3.12.2015

Full-Time to Freelancing

"I’m working full-time on my job and part-time on my fortune..."
-Jim Rohn 

For the person who is dedicated to earning a living pursuing their passion, no truer words have been spoken. Yesterday I wrote about Talent and Temperament, combined with Hustle and Humility. Both are required when balancing a full-time job while living out your dreams in disguise like a superhero concealing their secret identity.

For the past 6 years I have been working a full-time job while building my freelance business as an animator, children's book illustrator, comic strip and caricature artist, and drawing instructor. My clients and my company are always on my mind.
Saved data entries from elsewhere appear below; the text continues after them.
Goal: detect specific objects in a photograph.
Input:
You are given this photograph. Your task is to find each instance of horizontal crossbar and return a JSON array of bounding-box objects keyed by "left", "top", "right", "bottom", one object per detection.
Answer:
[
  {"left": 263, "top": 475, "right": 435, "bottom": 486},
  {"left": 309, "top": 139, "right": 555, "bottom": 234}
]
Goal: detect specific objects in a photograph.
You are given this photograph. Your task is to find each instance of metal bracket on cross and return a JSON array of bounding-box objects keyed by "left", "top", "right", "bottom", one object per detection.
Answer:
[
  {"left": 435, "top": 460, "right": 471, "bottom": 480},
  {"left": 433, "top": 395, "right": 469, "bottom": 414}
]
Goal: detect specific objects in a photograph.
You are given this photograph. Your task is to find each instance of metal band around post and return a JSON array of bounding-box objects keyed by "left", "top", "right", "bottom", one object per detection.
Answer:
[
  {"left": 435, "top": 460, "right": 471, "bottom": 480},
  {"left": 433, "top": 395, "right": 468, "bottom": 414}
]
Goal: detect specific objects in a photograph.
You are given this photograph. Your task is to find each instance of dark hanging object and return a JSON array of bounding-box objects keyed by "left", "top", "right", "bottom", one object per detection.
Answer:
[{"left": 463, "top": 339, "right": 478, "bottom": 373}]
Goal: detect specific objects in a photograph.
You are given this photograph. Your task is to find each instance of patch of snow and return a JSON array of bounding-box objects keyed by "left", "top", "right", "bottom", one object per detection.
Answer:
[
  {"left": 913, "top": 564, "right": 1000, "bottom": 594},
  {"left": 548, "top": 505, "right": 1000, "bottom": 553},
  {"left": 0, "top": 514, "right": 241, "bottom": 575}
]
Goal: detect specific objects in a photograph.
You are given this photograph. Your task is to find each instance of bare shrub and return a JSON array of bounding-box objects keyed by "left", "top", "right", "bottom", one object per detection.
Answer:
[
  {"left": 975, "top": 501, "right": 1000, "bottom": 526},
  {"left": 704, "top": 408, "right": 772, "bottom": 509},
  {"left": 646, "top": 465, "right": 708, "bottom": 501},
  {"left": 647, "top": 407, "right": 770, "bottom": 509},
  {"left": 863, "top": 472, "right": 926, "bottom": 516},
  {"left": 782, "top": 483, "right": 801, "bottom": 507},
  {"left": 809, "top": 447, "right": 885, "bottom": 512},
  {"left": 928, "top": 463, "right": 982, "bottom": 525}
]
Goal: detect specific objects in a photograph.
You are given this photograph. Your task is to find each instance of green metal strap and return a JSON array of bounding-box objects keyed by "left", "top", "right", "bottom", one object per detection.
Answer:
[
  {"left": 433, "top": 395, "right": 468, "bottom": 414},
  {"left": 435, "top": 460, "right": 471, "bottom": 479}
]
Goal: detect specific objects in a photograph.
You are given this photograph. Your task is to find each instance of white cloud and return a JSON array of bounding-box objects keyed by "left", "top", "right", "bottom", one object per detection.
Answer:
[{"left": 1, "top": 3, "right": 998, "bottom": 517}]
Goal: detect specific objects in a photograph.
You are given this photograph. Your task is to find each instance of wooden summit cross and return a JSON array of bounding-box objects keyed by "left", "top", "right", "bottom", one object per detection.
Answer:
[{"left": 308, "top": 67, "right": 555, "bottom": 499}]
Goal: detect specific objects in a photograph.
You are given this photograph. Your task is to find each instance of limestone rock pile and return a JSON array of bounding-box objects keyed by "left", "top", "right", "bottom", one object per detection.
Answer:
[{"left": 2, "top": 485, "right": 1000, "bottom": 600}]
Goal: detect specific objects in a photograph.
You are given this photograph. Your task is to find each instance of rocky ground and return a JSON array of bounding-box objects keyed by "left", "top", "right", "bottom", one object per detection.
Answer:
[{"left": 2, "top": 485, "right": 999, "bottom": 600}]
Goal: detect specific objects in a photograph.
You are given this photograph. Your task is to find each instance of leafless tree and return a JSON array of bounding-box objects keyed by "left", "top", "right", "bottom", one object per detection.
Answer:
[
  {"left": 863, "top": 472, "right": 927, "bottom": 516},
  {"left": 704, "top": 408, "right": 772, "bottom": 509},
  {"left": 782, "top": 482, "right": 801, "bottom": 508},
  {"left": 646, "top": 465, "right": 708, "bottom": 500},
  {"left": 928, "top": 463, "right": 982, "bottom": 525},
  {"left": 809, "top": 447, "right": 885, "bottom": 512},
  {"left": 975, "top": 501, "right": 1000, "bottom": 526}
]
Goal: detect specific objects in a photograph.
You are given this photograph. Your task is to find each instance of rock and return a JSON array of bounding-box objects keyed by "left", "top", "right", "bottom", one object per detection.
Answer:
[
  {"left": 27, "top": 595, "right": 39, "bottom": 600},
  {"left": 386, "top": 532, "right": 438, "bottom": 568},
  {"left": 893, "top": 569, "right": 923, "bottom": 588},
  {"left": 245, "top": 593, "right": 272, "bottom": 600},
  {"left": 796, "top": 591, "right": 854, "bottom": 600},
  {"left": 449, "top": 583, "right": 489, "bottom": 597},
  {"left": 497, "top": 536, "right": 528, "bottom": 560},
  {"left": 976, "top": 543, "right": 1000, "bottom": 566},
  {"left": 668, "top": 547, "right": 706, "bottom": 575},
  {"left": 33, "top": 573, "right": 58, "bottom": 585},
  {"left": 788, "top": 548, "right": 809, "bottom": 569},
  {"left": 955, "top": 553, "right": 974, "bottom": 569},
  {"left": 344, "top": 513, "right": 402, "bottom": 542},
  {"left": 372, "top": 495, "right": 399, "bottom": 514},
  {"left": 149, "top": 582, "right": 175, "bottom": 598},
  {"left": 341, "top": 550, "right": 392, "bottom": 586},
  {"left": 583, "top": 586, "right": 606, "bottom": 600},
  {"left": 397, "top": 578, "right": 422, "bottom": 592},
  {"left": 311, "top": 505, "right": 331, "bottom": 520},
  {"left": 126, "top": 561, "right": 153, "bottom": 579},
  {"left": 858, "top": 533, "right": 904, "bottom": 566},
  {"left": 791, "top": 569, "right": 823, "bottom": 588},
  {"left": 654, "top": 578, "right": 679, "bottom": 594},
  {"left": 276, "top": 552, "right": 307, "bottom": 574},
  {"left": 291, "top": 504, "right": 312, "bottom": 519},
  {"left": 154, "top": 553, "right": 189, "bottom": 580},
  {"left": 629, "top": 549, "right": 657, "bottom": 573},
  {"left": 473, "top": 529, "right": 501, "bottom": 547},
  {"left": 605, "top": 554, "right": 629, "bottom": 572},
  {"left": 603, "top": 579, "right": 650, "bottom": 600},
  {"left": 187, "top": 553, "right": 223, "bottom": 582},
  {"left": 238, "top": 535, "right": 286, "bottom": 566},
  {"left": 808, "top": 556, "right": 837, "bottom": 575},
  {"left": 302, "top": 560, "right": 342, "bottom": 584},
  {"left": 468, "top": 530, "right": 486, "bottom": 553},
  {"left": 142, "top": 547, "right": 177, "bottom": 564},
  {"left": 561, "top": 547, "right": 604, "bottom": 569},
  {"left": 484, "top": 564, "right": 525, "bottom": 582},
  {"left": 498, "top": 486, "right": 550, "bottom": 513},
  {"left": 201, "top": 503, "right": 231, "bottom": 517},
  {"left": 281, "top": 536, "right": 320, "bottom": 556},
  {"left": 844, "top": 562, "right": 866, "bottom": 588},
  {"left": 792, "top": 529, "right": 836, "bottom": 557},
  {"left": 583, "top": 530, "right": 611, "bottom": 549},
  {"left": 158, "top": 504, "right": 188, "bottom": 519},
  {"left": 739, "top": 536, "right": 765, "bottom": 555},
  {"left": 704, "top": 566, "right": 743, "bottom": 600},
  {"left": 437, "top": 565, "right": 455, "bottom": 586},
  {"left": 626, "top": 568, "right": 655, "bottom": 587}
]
Emails, projects, marketing, invoicing, prospecting, follow-up... and then there's the actual drawing! But during the normal business hours of society, I'm like an ArtNinja, secretly planning, positioning and pursuing my passion. Mentally that is.


I wanted to share something exciting that happened to me today while working my "day job", because if you are as passionate about your dreams as I am about mine, there will be times that you can get frustrated, feeling trapped in a job and not moving forward. But if your passion consumes you, and you find yourself constantly marinating on thoughts of your business, there is an answer.

The blessing and the curse of a full-time job is getting great ideas during the work day with out the ability to implement them...yet.

There is a particular business plan that I have been developing, and it's constantly on my mind. Today a solution sabotaged my subconscious filling me with excitement and energy. (This is typically when I get frustrated.) When ideas come to me and I'm stuck at work, restrained from being able to take any action, it can extinguish my inspiration. So what do I do? I simply write the ideas down.

This is why I always recommend carrying a pen and paper with you wherever you go, because you never know when an idea for your business might ambush your attention. Even though you're unable to take immediate action on your idea while you're at work, you can write it down in that moment, so that when you are able to clock out of your full-time job, you can begin working part-time on your fortune.